3. You can also buy fractions of Bitcoins depending upon the current digital value of the currency
The cost of the Bitcoin is volatile and can change significantly and quickly. Today everyone can afford cryptocurrency. But it is also said that you may not be able to buy 1 Bitcoin so you can buy a fraction of a bitcoin.
4. Cryptocurrency can be bought in online exchanges
One of the most asked questions on Google is where you can buy cryptocurrency. One of the most popular ways of buying cryptocurrency is through online transactions in which there is a marketplace for everything, and you can buy Digital currency. All the online transactions are not reputable, so they search a lot while purchasing cryptocurrency. You also need to research a lot on the specific type of cryptocurrencies if you want to make an exchange. You can also make use of Bitcoin ATM to deposit money for buying Bitcoins, for that you need to know about Bitcoin wallet. The Bitcoin wallet is nothing but a string of numbers and letters that are linked to the money.
5. Blockchains are records of the transaction in cryptocurrency
Blockchain is a chain in which blocks are added after every cryptocurrency transaction takes place. Since it uses a decentralized process, which means that no one can alter the transaction takes place. When you carry on a transaction, it is Peer to Peer, which means you are directly dealing with the person or the business, there is no bank or middle man to carry out the transfer.
6. Banks cannot affect cryptocurrency
Cryptocurrency does not influence centralized things. And it cannot be controlled by any institution, or it cannot use inflation. Transactions can also be made anonymously do not have any link up with the real world while cryptocurrency needs to be linked to an account, but the address cannot be traced in the real world.

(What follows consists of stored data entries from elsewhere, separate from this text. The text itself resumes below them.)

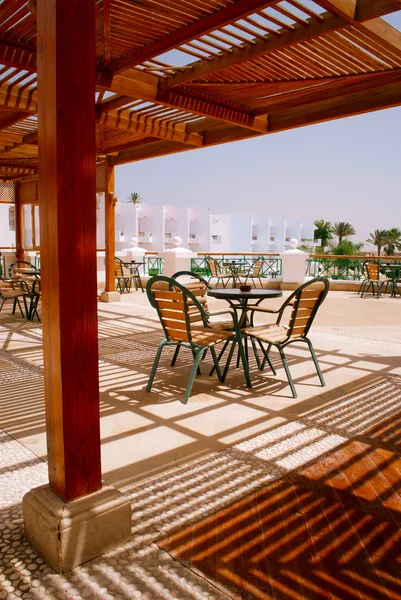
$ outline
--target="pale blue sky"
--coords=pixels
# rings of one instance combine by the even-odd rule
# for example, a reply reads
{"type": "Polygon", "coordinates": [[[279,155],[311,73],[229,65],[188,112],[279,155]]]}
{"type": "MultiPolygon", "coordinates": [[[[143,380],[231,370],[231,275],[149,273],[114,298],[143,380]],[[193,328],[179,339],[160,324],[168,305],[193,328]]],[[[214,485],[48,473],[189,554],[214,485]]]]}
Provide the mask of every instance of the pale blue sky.
{"type": "MultiPolygon", "coordinates": [[[[401,11],[389,21],[401,29],[401,11]]],[[[401,107],[116,169],[124,200],[401,228],[401,107]]]]}

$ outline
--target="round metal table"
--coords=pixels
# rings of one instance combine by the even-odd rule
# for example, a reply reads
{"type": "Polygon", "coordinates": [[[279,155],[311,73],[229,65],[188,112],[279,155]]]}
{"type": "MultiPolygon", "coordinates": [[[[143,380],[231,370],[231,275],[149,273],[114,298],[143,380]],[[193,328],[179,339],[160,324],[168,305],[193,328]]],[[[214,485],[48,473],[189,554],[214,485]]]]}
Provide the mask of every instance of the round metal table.
{"type": "Polygon", "coordinates": [[[262,300],[268,298],[280,298],[283,295],[283,292],[281,290],[265,290],[262,288],[252,288],[249,292],[242,292],[239,288],[219,288],[217,290],[208,290],[207,295],[212,298],[218,298],[219,300],[227,300],[234,310],[240,311],[238,323],[242,328],[246,326],[246,312],[249,301],[256,300],[256,302],[252,302],[251,306],[258,306],[262,300]]]}
{"type": "MultiPolygon", "coordinates": [[[[242,292],[239,288],[230,288],[230,289],[218,289],[218,290],[208,290],[207,292],[208,296],[211,296],[212,298],[218,298],[220,300],[227,300],[227,302],[229,303],[229,305],[231,306],[231,308],[233,308],[237,315],[238,315],[238,324],[239,324],[239,328],[243,329],[244,327],[247,327],[247,325],[249,324],[248,318],[247,318],[247,310],[248,310],[248,306],[249,306],[249,301],[255,300],[255,302],[252,302],[251,306],[258,306],[258,304],[260,304],[262,302],[262,300],[266,300],[267,298],[280,298],[283,293],[281,290],[265,290],[262,288],[252,288],[249,292],[242,292]]],[[[256,362],[258,364],[258,367],[260,368],[260,358],[258,356],[258,352],[256,349],[256,345],[255,345],[255,341],[253,340],[253,338],[251,338],[251,343],[252,343],[252,347],[253,347],[253,352],[255,354],[255,359],[256,362]]],[[[223,346],[223,349],[221,350],[219,356],[218,356],[218,360],[220,360],[220,358],[222,357],[222,355],[224,354],[224,351],[227,347],[228,342],[226,342],[223,346]]],[[[245,343],[245,356],[246,356],[246,360],[247,362],[249,362],[249,356],[248,356],[248,344],[245,343]]],[[[231,355],[228,358],[228,361],[230,362],[231,360],[231,355]]],[[[237,356],[237,368],[239,367],[240,364],[240,357],[239,357],[239,353],[237,356]]],[[[213,372],[213,371],[212,371],[213,372]]]]}

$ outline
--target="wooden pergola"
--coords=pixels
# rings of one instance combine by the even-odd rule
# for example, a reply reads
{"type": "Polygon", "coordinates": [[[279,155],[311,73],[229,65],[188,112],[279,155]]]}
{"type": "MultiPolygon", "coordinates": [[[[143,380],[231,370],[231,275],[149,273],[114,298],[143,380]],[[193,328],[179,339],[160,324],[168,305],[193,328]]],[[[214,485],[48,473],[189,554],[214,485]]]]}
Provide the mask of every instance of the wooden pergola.
{"type": "Polygon", "coordinates": [[[49,479],[63,502],[102,488],[96,165],[112,290],[114,166],[400,105],[401,33],[382,19],[397,10],[401,0],[1,2],[0,180],[16,182],[18,202],[38,179],[49,479]]]}

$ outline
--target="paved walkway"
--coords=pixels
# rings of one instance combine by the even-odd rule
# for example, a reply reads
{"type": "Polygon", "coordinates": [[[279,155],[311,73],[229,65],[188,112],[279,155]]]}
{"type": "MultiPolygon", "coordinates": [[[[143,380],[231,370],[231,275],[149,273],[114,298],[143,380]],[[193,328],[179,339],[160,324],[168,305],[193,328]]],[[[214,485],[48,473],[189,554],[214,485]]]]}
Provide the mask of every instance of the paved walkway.
{"type": "Polygon", "coordinates": [[[342,599],[348,597],[340,592],[348,590],[350,581],[356,590],[352,598],[401,597],[396,587],[398,533],[394,527],[401,472],[401,337],[391,325],[399,322],[400,303],[384,298],[364,299],[355,305],[354,300],[341,293],[333,296],[325,308],[326,324],[320,321],[314,330],[327,388],[318,385],[306,354],[294,348],[289,357],[297,400],[290,397],[282,370],[274,378],[267,372],[259,374],[253,366],[252,391],[244,387],[238,371],[230,372],[224,386],[204,375],[197,379],[187,407],[177,397],[184,389],[189,359],[181,359],[172,370],[166,354],[155,393],[143,391],[160,339],[160,328],[145,297],[131,294],[123,297],[121,305],[100,306],[104,479],[130,497],[133,537],[125,547],[64,576],[47,567],[22,535],[21,498],[31,487],[47,481],[42,460],[46,448],[41,329],[36,323],[13,319],[7,311],[2,313],[0,598],[249,600],[269,598],[264,594],[271,593],[273,598],[342,599]],[[354,329],[350,306],[359,311],[354,329]],[[380,323],[375,325],[378,307],[380,323]],[[392,334],[387,335],[390,328],[392,334]],[[333,461],[336,467],[330,470],[333,461]],[[378,475],[379,470],[384,475],[378,475]],[[367,490],[376,496],[370,497],[367,490]],[[266,518],[266,526],[244,533],[244,523],[250,526],[254,519],[255,506],[258,523],[266,518]],[[288,507],[294,522],[284,516],[272,528],[269,515],[288,507]],[[234,527],[231,515],[238,514],[234,527]],[[327,518],[320,528],[323,514],[327,518]],[[365,527],[366,518],[370,521],[365,527]],[[221,524],[224,533],[219,535],[224,543],[216,544],[217,534],[208,533],[216,529],[207,525],[201,549],[206,547],[214,557],[209,562],[215,565],[228,557],[224,577],[217,577],[203,562],[194,566],[202,554],[197,546],[198,529],[193,530],[197,539],[190,556],[178,554],[188,528],[195,525],[204,532],[208,519],[221,524]],[[376,529],[370,527],[372,519],[376,529]],[[303,531],[304,537],[290,538],[286,545],[284,532],[293,527],[303,531]],[[256,550],[244,549],[246,535],[255,540],[264,536],[262,550],[267,554],[260,550],[260,539],[256,550]],[[276,546],[271,544],[273,537],[276,546]],[[384,541],[380,545],[377,540],[384,541]],[[338,551],[345,552],[353,570],[342,569],[338,551]],[[237,556],[231,556],[236,552],[237,556]],[[252,572],[250,578],[248,567],[255,556],[259,573],[254,577],[252,572]],[[305,557],[307,567],[298,571],[305,557]],[[319,566],[311,569],[318,558],[319,566]],[[282,569],[283,561],[290,565],[288,573],[282,569]],[[330,565],[335,574],[331,588],[330,565]],[[380,571],[377,575],[384,568],[387,574],[380,571]],[[291,578],[296,583],[291,584],[291,578]],[[336,587],[340,585],[343,588],[336,587]]]}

Bottom note: If you are investing in cryptocurrency, you have to keep in mind that it is highly volatile, which means that it has chances of high reward and risk. You should know detailed information about all the coins before you start investing in cryptocurrency. Price swings are widespread in because it is mostly regulated. Safety and security must be kept in mind while dealing with cryptocurrency. Extra precaution should be maintained while investing; there have been many hacking events in the past and investors have lost thousands of dollars. And the worst part is as the transaction is not traceable you will not get to know about the hacker. You need to be a very savvy investor and keep in mind of every possibility, of both loss and substantial profit.